Floppy eyelid syndrome, primary open angle glaucoma, normal tension glaucoma, NAION, optic disc edema and the degree of diabetic retinopathy have been all been linked to OSA.5
The majority of ophthalmic associations in OSA have potential vascular etiologies. During apneas, transient hypotension and hypoxemia may occur with repeated oxyhemoglobin desaturations as low as 30%. This hypotension and hypoxemia has been proposed as a possible etiologic factor for glaucoma and NAION secondary to ischemic damage to the optic nerve. Optic disc edema may be secondary to the catecholamine release seen at termination of the apnea which results in blood pressure surges and increased intracranial pressure. Boland et al, examined the retina in patients with OSA looking for microvascular abnormalities including microaneurysms, hemorrhages, exudates, macular edema, intraretinal microvascular abnormalities, venous beading, neovascularization, and vitreous hemorrhage.16
Their study concluded that there was no notable relationship between sleep-disordered breathing and retinal abnormalities. In patients with both OSA and diabetes, the AHI and level of oxyhemoglobin desaturation have been shown to correlate with the degree of diabetic retinopathy.17
To our knowledge, the status of retinal vascular tortuosity has not yet been reported in OSA.
In our series, patients with OSA demonstrate increased retinal vascular tortuosity as compared to controls. The venous system in OSA was significantly more tortuous at both the 5DD and 10DD marks while the arterial system was more tortuous at the 10DD mark. As both diabetes and hypertension are associated with increased retinal vascular tortuosity we attempted to match the control group for these comorbidities.10
In our small cohort of patients, the increased tortuosity in OSA appears to be independent of the presence of hypertension or diabetes.
The mechanism of increased retinal vascular tortuosity in OSA is likely multi-factorial. Apneas result in significant intermittent arterial blood pressure surges, increased venular pressure, and increased intracranial pressure which can potentially lead to tortuosity due to increased shear wall stress.18
In addition, patients with OSA may have hypercapnia which has been shown to be associated with increased retinal arteriolar and capillary blood flow.19
The alteration of retinal blood flow may also be related to impaired cerebral autoregulation in OSA making ophthalmic vasculature more susceptible to shear stress during arterial and venous pressure swings during apneas.20
We hypothesize that hypercapnia, blood pressure surges, and disrupted cerebral autoregulation may result in increased blood flow or blood volume in the retinal vasculature causing tortuosity.

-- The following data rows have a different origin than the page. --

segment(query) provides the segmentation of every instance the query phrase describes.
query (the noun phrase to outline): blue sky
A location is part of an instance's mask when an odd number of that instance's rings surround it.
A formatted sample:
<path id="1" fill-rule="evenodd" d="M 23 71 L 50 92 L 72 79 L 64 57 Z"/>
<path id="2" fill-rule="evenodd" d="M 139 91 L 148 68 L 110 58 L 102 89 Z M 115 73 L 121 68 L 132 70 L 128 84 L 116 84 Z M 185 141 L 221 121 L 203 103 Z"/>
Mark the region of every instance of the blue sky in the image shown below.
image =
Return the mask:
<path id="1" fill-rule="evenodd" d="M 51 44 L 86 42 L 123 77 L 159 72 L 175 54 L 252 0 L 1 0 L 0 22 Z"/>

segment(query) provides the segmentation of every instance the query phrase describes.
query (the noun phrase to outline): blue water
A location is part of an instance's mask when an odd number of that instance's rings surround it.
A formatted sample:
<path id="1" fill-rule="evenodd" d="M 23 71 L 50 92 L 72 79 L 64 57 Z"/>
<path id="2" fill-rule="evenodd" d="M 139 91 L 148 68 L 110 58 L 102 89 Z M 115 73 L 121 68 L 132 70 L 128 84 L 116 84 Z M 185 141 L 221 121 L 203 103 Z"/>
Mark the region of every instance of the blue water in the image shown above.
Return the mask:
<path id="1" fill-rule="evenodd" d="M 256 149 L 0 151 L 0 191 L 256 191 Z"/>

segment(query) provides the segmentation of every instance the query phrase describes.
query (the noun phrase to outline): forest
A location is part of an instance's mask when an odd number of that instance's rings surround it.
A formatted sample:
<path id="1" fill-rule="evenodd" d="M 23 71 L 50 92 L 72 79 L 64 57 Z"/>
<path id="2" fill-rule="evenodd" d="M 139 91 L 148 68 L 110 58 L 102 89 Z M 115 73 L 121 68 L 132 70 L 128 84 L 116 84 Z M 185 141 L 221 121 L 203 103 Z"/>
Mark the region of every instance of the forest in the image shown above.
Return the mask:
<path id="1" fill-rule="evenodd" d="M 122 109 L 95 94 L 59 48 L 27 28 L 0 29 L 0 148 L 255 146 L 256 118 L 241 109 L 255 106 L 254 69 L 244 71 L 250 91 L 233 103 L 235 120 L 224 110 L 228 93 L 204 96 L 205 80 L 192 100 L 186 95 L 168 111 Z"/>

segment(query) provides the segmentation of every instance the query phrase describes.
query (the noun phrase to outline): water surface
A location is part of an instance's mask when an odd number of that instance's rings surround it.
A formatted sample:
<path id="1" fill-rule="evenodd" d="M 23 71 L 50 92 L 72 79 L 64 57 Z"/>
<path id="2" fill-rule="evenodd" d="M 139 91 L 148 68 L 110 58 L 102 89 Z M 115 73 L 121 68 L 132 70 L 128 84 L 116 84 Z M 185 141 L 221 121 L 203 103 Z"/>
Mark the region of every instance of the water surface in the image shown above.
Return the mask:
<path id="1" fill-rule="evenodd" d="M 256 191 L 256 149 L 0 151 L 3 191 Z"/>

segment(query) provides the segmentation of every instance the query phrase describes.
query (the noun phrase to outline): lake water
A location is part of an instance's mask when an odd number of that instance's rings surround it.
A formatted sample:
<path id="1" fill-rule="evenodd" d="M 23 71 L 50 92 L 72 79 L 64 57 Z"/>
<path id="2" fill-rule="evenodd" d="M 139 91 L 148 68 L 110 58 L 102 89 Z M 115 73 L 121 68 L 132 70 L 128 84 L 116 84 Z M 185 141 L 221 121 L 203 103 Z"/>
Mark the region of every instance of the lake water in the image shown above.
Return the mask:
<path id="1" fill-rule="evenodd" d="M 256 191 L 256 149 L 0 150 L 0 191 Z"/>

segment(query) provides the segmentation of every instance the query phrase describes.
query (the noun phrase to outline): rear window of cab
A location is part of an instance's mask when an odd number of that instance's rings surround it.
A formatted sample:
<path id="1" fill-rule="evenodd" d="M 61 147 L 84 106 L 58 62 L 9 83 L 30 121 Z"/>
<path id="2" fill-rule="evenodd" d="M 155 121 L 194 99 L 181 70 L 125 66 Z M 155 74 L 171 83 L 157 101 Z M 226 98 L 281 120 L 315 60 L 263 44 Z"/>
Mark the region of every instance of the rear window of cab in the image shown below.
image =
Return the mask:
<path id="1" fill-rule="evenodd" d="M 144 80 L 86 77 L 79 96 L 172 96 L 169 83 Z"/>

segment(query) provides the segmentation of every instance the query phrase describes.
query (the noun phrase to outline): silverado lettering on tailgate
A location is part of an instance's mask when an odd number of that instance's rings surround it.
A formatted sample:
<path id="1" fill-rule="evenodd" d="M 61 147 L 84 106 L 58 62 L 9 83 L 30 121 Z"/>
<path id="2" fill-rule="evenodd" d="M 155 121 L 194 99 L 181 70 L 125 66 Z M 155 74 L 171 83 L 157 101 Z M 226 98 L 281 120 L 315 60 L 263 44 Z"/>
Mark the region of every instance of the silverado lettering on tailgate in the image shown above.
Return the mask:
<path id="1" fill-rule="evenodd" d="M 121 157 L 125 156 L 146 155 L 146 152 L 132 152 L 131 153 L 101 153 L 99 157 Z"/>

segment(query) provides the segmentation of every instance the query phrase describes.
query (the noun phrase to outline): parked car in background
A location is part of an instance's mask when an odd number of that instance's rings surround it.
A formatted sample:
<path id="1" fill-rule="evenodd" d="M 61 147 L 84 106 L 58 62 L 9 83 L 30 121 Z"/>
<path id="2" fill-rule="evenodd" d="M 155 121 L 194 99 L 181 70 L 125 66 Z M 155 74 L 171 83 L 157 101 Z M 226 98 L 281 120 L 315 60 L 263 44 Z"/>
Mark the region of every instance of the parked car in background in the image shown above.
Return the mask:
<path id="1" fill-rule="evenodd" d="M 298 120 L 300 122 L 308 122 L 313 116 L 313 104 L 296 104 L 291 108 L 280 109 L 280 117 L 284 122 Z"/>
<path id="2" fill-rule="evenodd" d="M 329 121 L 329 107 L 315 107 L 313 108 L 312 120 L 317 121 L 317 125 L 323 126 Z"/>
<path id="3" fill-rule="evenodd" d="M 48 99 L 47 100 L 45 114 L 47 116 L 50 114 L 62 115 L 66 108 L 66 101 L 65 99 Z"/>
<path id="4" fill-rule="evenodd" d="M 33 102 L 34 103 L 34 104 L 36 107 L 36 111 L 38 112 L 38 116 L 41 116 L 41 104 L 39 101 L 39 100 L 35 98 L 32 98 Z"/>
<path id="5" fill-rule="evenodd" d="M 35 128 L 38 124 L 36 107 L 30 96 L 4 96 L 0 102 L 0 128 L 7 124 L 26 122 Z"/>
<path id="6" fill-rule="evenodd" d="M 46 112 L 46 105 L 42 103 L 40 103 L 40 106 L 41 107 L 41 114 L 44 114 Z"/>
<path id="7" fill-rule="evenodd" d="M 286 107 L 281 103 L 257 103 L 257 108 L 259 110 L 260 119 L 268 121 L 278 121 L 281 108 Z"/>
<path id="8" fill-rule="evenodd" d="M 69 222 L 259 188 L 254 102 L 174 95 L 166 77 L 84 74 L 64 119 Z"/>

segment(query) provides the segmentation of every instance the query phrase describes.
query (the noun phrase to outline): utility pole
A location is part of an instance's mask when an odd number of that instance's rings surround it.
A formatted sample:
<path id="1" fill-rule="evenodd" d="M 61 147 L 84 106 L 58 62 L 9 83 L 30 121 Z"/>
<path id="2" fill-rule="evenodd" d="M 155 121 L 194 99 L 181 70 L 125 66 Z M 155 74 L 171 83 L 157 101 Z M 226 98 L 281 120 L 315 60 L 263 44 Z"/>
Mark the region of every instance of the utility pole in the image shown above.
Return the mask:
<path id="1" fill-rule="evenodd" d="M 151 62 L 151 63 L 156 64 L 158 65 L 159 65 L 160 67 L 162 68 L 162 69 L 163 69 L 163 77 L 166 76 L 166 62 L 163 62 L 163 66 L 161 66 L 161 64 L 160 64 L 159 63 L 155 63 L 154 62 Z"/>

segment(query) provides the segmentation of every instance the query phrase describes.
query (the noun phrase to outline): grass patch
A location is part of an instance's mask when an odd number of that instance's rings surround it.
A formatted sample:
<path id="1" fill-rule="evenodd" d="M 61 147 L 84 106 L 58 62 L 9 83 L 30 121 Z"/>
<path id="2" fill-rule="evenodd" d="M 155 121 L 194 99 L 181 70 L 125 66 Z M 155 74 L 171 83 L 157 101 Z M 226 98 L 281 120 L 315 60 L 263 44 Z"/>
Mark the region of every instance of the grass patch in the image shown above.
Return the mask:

While the significance of increased tortuosity is not yet clear, this finding is interesting in light of the recent associations made between vein occlusion and OSA.9
It is possible that increased tortuosity may result in turbulence or stagnation of blood flow predisposing these patients to retinal occlusive disease. There is also evidence that OSA is associated with a hypercoagulable state which would explain both the increased risk of cerebral stroke and retinal vein occlusion.21
There are several limitations to this study. First, this study is limited by the small number of patients in both the control and study groups. Second, the influence of hypertension or diabetes on our findings cannot be totally excluded. However, due to the comparable frequency of these two comorbidities, it is unlikely that they have a major effect on the difference in observed retinal vascular tortuosity. Third, we cannot exclude the effect of positive airway pressure treatment or obesity on retinal vascular changes. Finally, the severity of sleep apnea with respect to the apnea-hypopnea index and oxyhemoglobin saturations during sleep are important factors to evaluate in future studies. Although our study size is small, the patients with OSA demonstrated a wide range in the AHI and nadir oxyhemoglobin saturations showing that patients with both mild and severe sleep apnea displayed increased tortuosity.
In conclusion, patients with OSA have increased retinal vascular tortuosity. These retinal vascular changes may be related to the underlying systemic inflammatory state and alterations in cerebral hemodynamics seen in OSA. A prospective study with a larger sample size will be necessary to further explore this relationship and its clinical significance.